Lines in si list will contain splitted strings.


You can make your own function which returns TArray of string:

function mySplit(input: string): TArray<string>;
var
  delimiterSet: array [0 .. 0] of char; 
     // split works with char array, not a single char
begin
  delimiterSet[0] := '&'; // some character
  result := input.Split(delimiterSet);
end;


Here is an implementation of an explode function which is available in many other programming languages as a standard function:

type 
  TStringDynArray = array of String;

function Explode(const Separator, S: string; Limit: Integer = 0): TStringDynArray; 
var 
  SepLen: Integer; 
  F, P: PChar; 
  ALen, Index: Integer; 
begin 
  SetLength(Result, 0); 
  if (S = '') or (Limit < 0) then Exit; 
  if Separator = '' then 
  begin 
    SetLength(Result, 1); 
    Result[0] := S; 
    Exit; 
  end; 
  SepLen := Length(Separator); 
  ALen := Limit; 
  SetLength(Result, ALen); 

  Index := 0; 
  P := PChar(S); 
  while P^ <> #0 do 
  begin 
    F := P; 
    P := AnsiStrPos(P, PChar(Separator)); 
    if (P = nil) or ((Limit > 0) and (Index = Limit - 1)) then P := StrEnd(F); 
    if Index >= ALen then 
    begin 
      Inc(ALen, 5); 
      SetLength(Result, ALen); 
    end; 
    SetString(Result[Index], F, P - F); 
    Inc(Index); 
    if P^ <> #0 then Inc(P, SepLen); 
  end; 
  if Index < ALen then SetLength(Result, Index); 
end; 

Sample usage:

var
  res: TStringDynArray;
begin
  res := Explode(':', yourString);


I wrote this function which returns linked list of separated strings by specific delimiter. Pure free pascal without modules.

Program split_f;

type
    PTItem = ^TItem;
    TItem = record
        str : string;
        next : PTItem;
    end;

var
    s : string;
    strs : PTItem;

procedure split(str : string;delim : char;var list : PTItem);
var
    i : integer;
    buff : PTItem;
begin
    new(list);
    buff:= list;
    buff^.str:='';
    buff^.next:=nil;

    for i:=1 to length(str) do begin
        if (str[i] = delim) then begin
            new(buff^.next);
            buff:=buff^.next;
            buff^.str := '';
            buff^.next := nil;
        end
        else
        buff^.str:= buff^.str+str[i];
    end;
end;

procedure print(var list:PTItem);
var
    buff : PTItem;
begin
    buff := list;
    while buff<>nil do begin
        writeln(buff^.str);
        buff:= buff^.next;
    end;
end;

begin

    s := 'Hi;how;are;you?';

    split(s, ';', strs);
    print(strs);


end.


Jedi Code Library provides an enhanced StringList with built-in Split function, that is capable of both adding and replacing the existing text. It also provides reference-counted interface. So this can be used even with older Delphi versions that have no SplitStrings and without careful and a bit tedious customizations of stock TStringList to only use specified delimiters.

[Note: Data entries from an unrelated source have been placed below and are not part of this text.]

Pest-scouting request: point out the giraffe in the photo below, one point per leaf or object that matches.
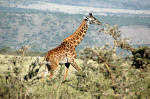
(65, 52)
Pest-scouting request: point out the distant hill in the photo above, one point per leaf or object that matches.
(44, 30)
(117, 4)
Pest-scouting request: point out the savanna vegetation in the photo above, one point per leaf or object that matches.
(105, 74)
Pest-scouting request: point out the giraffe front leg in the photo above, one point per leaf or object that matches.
(53, 67)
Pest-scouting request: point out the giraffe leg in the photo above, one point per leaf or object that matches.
(66, 71)
(53, 67)
(74, 64)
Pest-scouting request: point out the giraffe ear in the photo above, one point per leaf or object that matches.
(85, 18)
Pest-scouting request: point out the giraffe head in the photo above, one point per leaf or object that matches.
(92, 20)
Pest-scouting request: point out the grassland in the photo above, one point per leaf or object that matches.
(20, 78)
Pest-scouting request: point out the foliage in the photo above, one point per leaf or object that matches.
(141, 57)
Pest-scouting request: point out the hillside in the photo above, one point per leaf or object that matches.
(119, 4)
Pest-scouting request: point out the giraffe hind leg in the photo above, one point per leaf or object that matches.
(66, 71)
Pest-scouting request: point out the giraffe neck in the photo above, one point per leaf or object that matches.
(78, 35)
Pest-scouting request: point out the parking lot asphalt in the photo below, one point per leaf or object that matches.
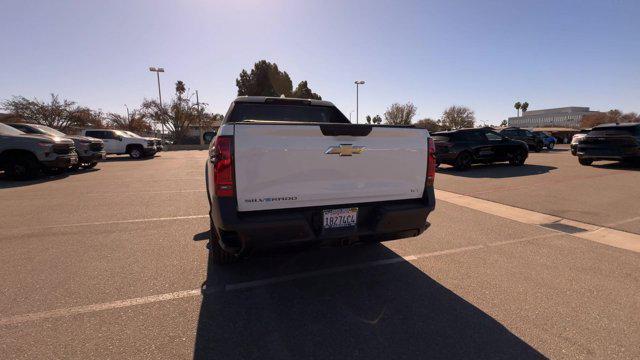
(109, 264)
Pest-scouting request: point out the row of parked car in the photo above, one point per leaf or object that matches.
(465, 147)
(28, 149)
(619, 142)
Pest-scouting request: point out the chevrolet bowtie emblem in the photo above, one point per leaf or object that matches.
(345, 150)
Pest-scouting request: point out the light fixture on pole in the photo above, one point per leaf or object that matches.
(358, 83)
(158, 71)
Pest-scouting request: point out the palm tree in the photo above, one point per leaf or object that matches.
(180, 87)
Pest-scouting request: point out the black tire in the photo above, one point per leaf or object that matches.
(135, 152)
(216, 253)
(22, 167)
(585, 162)
(518, 157)
(463, 161)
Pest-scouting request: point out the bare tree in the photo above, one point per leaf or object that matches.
(457, 117)
(136, 122)
(429, 124)
(400, 114)
(59, 114)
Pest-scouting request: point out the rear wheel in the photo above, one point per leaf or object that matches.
(585, 162)
(22, 167)
(463, 161)
(216, 253)
(518, 157)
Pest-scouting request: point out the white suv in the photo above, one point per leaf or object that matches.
(119, 142)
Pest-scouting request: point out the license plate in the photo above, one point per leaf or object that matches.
(340, 218)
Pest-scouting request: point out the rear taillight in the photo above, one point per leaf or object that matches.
(431, 162)
(222, 159)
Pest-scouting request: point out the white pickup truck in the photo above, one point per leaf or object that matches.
(120, 142)
(287, 171)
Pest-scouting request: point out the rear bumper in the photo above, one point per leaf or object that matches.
(92, 157)
(608, 152)
(62, 161)
(240, 232)
(574, 149)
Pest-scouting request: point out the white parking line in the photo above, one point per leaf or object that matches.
(599, 234)
(31, 317)
(126, 221)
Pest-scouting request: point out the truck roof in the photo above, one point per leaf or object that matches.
(263, 99)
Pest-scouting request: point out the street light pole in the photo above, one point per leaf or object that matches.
(158, 71)
(358, 82)
(128, 118)
(199, 118)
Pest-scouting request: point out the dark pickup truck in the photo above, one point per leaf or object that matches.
(610, 142)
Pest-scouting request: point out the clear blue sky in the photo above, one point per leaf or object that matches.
(482, 54)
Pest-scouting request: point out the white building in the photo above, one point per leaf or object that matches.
(568, 117)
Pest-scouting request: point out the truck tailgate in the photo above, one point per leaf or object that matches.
(283, 165)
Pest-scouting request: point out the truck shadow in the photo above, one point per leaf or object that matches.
(385, 309)
(497, 171)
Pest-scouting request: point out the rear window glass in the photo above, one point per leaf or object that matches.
(440, 138)
(286, 112)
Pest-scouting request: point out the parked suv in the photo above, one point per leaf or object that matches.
(548, 140)
(534, 142)
(119, 142)
(157, 141)
(89, 150)
(22, 156)
(464, 147)
(610, 142)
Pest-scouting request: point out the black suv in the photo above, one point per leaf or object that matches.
(534, 142)
(464, 147)
(610, 142)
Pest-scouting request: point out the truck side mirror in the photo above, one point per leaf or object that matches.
(208, 136)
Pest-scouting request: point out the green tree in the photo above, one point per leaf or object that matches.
(302, 91)
(518, 105)
(265, 79)
(457, 117)
(400, 114)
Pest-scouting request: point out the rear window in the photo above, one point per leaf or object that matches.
(440, 138)
(285, 112)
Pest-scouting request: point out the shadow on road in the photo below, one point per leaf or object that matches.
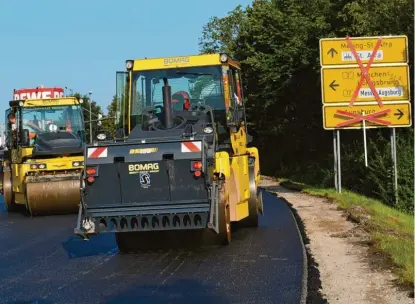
(76, 247)
(181, 291)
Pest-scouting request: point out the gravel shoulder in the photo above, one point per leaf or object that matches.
(341, 268)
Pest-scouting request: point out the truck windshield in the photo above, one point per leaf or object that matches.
(195, 84)
(66, 118)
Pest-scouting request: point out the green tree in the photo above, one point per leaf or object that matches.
(277, 43)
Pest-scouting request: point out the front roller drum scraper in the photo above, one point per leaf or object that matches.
(53, 197)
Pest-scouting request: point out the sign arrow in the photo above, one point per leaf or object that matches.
(400, 114)
(332, 51)
(332, 85)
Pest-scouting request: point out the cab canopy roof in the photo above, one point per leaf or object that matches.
(180, 62)
(46, 102)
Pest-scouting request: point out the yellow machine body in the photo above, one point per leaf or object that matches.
(233, 165)
(46, 184)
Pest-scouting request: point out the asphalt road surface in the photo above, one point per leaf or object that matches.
(42, 261)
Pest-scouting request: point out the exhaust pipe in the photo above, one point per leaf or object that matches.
(167, 104)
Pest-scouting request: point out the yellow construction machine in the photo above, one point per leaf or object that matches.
(44, 158)
(180, 159)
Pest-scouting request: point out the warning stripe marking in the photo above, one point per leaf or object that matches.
(97, 152)
(191, 146)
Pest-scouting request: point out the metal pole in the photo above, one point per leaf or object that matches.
(395, 166)
(90, 118)
(335, 160)
(364, 137)
(339, 163)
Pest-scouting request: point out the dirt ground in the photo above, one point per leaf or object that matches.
(341, 270)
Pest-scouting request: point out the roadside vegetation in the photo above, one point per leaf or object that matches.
(392, 231)
(277, 43)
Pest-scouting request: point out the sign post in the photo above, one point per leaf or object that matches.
(365, 85)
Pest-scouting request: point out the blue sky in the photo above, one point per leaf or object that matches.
(80, 44)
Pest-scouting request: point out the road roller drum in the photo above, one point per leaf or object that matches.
(56, 194)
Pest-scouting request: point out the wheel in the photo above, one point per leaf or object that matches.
(252, 219)
(224, 217)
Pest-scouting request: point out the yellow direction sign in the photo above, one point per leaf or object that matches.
(392, 115)
(336, 51)
(390, 81)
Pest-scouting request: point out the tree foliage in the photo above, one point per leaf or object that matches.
(277, 43)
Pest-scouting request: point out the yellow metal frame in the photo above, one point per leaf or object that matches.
(233, 168)
(50, 102)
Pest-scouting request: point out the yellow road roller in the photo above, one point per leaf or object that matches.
(45, 153)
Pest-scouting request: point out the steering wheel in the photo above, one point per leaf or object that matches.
(52, 127)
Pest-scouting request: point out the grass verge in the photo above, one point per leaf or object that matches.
(392, 231)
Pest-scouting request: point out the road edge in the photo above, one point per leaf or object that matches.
(304, 288)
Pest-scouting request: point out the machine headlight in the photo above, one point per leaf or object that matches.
(38, 166)
(223, 58)
(77, 164)
(101, 136)
(129, 64)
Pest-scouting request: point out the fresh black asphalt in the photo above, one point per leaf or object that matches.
(42, 261)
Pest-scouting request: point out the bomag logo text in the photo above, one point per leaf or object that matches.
(137, 168)
(143, 151)
(176, 60)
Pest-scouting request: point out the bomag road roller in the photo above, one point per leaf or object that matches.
(180, 158)
(45, 154)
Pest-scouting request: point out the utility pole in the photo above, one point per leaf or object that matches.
(90, 117)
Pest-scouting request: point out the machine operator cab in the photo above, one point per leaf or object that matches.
(191, 82)
(29, 120)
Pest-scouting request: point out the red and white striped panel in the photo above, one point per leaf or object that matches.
(97, 152)
(191, 146)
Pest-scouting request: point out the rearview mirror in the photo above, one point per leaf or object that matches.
(25, 138)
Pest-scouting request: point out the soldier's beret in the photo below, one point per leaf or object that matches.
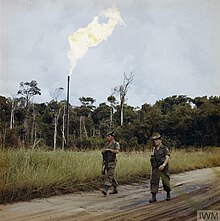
(156, 136)
(110, 134)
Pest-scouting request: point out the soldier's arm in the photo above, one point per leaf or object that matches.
(167, 157)
(114, 150)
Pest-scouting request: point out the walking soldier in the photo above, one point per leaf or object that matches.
(160, 168)
(109, 163)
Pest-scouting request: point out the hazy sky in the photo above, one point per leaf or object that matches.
(172, 46)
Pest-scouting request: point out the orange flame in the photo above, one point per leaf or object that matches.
(92, 35)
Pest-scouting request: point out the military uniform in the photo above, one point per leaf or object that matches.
(109, 160)
(157, 159)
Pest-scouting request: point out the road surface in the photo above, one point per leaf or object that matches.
(192, 191)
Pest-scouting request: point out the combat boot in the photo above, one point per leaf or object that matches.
(153, 199)
(168, 196)
(115, 190)
(105, 190)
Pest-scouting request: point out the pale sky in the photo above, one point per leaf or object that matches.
(172, 46)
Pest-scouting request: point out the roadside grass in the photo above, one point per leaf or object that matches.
(27, 174)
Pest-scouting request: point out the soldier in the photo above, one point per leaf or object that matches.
(160, 168)
(109, 163)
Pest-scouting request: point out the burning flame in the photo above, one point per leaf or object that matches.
(92, 35)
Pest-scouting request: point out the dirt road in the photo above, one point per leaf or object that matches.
(193, 190)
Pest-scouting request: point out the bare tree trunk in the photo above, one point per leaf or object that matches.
(56, 118)
(111, 117)
(12, 120)
(33, 126)
(122, 114)
(84, 127)
(63, 129)
(35, 136)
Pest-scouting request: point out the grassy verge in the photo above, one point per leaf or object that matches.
(26, 174)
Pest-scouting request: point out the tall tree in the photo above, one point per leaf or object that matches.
(28, 90)
(57, 110)
(122, 90)
(112, 100)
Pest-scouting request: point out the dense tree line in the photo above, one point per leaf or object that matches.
(183, 121)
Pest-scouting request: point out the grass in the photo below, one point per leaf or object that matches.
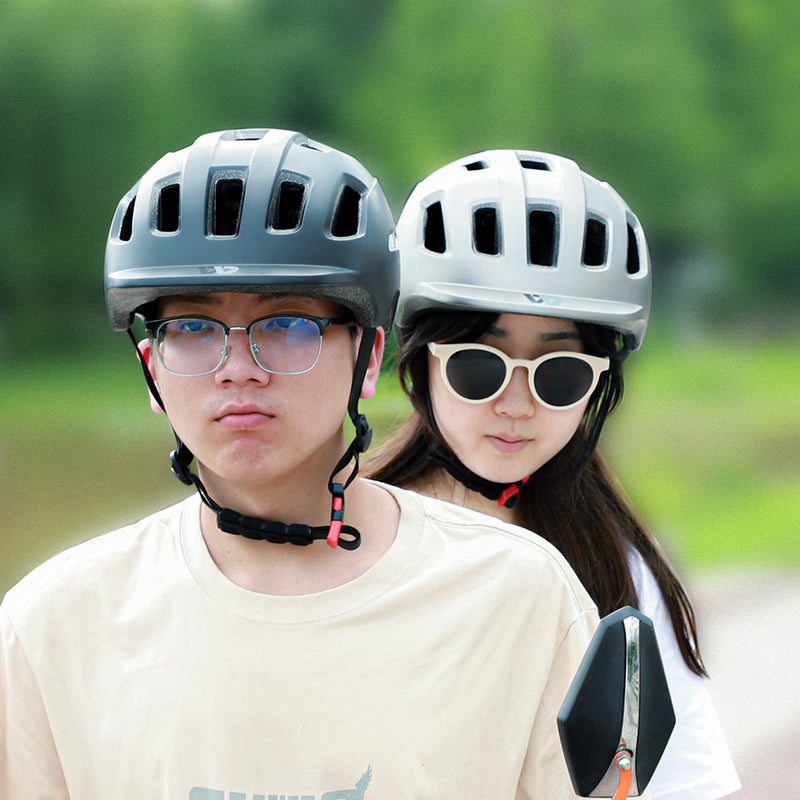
(706, 443)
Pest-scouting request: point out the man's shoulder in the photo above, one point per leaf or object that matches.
(468, 527)
(106, 557)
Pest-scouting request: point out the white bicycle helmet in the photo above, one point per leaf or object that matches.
(254, 210)
(527, 233)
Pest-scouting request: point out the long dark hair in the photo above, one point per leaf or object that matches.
(574, 501)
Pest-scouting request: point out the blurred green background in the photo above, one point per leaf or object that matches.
(690, 110)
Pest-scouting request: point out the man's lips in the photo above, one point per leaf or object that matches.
(244, 417)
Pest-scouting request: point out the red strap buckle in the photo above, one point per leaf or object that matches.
(337, 514)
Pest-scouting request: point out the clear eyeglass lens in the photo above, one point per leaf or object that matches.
(191, 346)
(286, 345)
(281, 345)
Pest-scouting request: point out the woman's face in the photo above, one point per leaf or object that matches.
(513, 435)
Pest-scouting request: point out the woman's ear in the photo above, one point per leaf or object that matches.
(146, 351)
(374, 365)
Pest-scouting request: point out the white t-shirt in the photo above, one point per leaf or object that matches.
(696, 764)
(130, 667)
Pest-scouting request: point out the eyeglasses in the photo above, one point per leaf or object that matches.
(477, 373)
(280, 344)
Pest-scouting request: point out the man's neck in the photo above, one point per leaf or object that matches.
(286, 569)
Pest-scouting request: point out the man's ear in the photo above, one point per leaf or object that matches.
(145, 348)
(374, 365)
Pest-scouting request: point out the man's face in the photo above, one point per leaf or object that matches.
(249, 429)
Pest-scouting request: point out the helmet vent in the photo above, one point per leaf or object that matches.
(634, 264)
(227, 206)
(433, 229)
(347, 214)
(594, 243)
(542, 225)
(485, 231)
(168, 214)
(286, 209)
(126, 228)
(528, 163)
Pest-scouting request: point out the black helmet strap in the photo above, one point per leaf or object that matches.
(505, 494)
(336, 533)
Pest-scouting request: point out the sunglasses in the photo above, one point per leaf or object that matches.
(477, 373)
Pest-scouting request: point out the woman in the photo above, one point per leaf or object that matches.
(518, 259)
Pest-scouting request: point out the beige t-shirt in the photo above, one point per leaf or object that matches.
(132, 668)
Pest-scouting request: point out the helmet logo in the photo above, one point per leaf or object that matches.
(219, 269)
(541, 300)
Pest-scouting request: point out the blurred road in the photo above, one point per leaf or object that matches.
(750, 638)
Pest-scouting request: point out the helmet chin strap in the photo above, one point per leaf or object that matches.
(504, 493)
(336, 533)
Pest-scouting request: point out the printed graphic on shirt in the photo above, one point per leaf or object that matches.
(359, 792)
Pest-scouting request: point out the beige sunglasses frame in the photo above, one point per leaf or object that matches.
(443, 352)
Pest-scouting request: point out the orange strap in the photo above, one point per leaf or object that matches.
(625, 775)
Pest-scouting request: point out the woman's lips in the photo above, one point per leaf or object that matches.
(508, 445)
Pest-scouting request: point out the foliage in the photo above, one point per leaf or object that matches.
(690, 110)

For example given text file of lines like Dog 5 4 7 one can parse them using:

var slF, slR: IJclStringList; ai: TList<integer>; s: string; i: integer;
    action: procedure(const Name: string; Const Data: array of integer);

slF := TJclStringList.Create; slF.LoadFromFile('some.txt');
slR := TJclStringList.Create;
for s in slF do begin
    slR.Split(s, ' ', true);
    ai := TList<Integer>.Create;
    try
       for i := 1 to slR.Count - 1 do
           ai.Add(StrToInt(slR[i]));
       action(slR[0], ai.ToArray);
    finally ai.Free; end;
end; 

http://wiki.delphi-jedi.org/wiki/JCL_Help:IJclStringList.Split@string@string@Boolean


This will solve your problem

interface
   TArrayStr = Array Of string;

implementation

function SplitString(Text: String): TArrayStr;
var
   intIdx: Integer;
   intIdxOutput: Integer;
const
   Delimiter = ';';
begin
   intIdxOutput := 0;
   SetLength(Result, 1);
   Result[0] := ''; 

   for intIdx := 1 to Length(Text) do
   begin
      if Text[intIdx] = Delimiter then
      begin
         intIdxOutput := intIdxOutput + 1;
         SetLength(Result, Length(Result) + 1);
      end
      else
         Result[intIdxOutput] := Result[intIdxOutput] + Text[intIdx];
   end;
end;


My favourite function for splitting:

procedure splitString(delim: char; s: string; ListOfStrings: TStrings);
var temp: string;
    i: integer;
begin
   ListOfStrings.Clear;
   for i:=1 to length(s) do
    begin
      if s[i] = delim then
        begin
          ListOfStrings.add(temp);
          temp := '';
        end
      else
        begin
          temp := temp + s[i];
          if i=length(s) then
             ListOfStrings.add(temp);
        end;
    end;
    ListOfStrings.add(temp);
end;


*

//Basic functionality of a TStringList solves this:


uses Classes  //TStringList 
    ,types    //TStringDynArray
    ,SysUtils //StringReplace()
    ;

....

 //--------------------------------------------------------------------------
 function _SplitString(const s:string; const delimiter:Char):TStringDynArray;
  var sl:TStringList;
      i:integer;
  begin
  sl:=TStringList.Create;

  //separete delimited items by sLineBreak;TStringlist will do the job:
  sl.Text:=StringReplace(s,delimiter,sLineBreak,[rfReplaceAll]);

  //return the splitted string as an array:
  setlength(Result,sl.count);
  for i:=0 to sl.Count-1
   do Result[i]:=sl[i];

  sl.Free;
  end;



//To split a FileName (last item will be the pure filename itselfs):

 function _SplitPath(const fn:TFileName):TStringDynArray;
  begin
  result:=_SplitString(fn,'\');
  end;

*


The base of NGLG answer https://stackoverflow.com/a/8811242/6619626 you can use the following function:

type
OurArrayStr=array of string;

function SplitString(DelimeterChars:char;Str:string):OurArrayStr;
var
seg: TStringList;
i:integer;
ret:OurArrayStr;
begin
    seg := TStringList.Create;
    ExtractStrings([DelimeterChars],[], PChar(Str), seg);
    for i:=0 to seg.Count-1 do
    begin
         SetLength(ret,length(ret)+1);
         ret[length(ret)-1]:=seg.Strings[i];
    end;
    SplitString:=ret;
    seg.Free;
end;

It works in all Delphi versions.


For delphi 2010, you need to create your own split function.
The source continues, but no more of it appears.